2. For your plasmids FASTA sequences, you will need to eventually cat the file to the single file produced as part of step 1. BUT, I believe (I could be wrong) you will need to first update the respective headers so that they adhere to the kraken:taxid|<taxid>|<accession number> format. You can probably write a script (in Python or another scripting language) to automate this process, assuming there is a file that associates accession numbers with NCBI taxid numbers.

Depending on your priority for including plasmids, you may want to skip step 2 for now (especially if writing the script to update the plasmids' headers is going to take a bit of time) and see if you can get the approach to work by simply using the single FASTA file that includes your other things (bacteria, viruses, etc.). If it works, then we know the workflow is good, and it is worthwhile to subsequently spend some time to resolve the plasmids issue.

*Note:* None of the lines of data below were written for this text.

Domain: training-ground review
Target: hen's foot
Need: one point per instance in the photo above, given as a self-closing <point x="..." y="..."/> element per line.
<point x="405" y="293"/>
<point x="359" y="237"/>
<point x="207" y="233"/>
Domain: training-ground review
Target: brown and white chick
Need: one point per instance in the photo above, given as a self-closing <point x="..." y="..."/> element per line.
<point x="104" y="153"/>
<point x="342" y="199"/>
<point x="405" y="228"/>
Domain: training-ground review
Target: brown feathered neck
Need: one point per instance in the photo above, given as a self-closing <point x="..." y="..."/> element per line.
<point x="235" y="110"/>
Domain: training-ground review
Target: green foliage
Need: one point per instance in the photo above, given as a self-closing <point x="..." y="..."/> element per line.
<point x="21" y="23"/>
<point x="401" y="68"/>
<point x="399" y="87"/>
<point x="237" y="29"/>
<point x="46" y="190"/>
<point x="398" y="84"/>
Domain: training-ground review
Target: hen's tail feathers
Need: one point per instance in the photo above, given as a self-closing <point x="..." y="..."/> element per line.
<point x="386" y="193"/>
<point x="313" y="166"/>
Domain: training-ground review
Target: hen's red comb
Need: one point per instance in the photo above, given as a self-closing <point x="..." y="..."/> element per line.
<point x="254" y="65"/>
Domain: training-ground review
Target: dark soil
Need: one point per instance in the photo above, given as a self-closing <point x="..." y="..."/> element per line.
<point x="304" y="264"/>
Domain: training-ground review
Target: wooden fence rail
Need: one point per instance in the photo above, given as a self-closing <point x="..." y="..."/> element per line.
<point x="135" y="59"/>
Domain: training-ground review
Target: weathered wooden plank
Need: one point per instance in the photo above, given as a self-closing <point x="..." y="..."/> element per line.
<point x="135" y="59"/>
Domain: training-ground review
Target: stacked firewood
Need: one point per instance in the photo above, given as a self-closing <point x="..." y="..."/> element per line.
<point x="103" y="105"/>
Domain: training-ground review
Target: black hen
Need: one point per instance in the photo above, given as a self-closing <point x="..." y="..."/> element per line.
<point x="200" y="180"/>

sum732 commented 11 months ago

Hi @mhajimorad, thank you for the suggestions will try using buildD.pl directly. As per the help it can take multifasta files. So trying that approach.

AlexanderDilthey commented 9 months ago

Hi @sum732, did things work out for you in the end?

sum732 commented 8 months ago

Hi @AlexanderDilthey , Thanks for checking. Unfortunately no. Tried to focus on just bacteria still wont create the file as needed.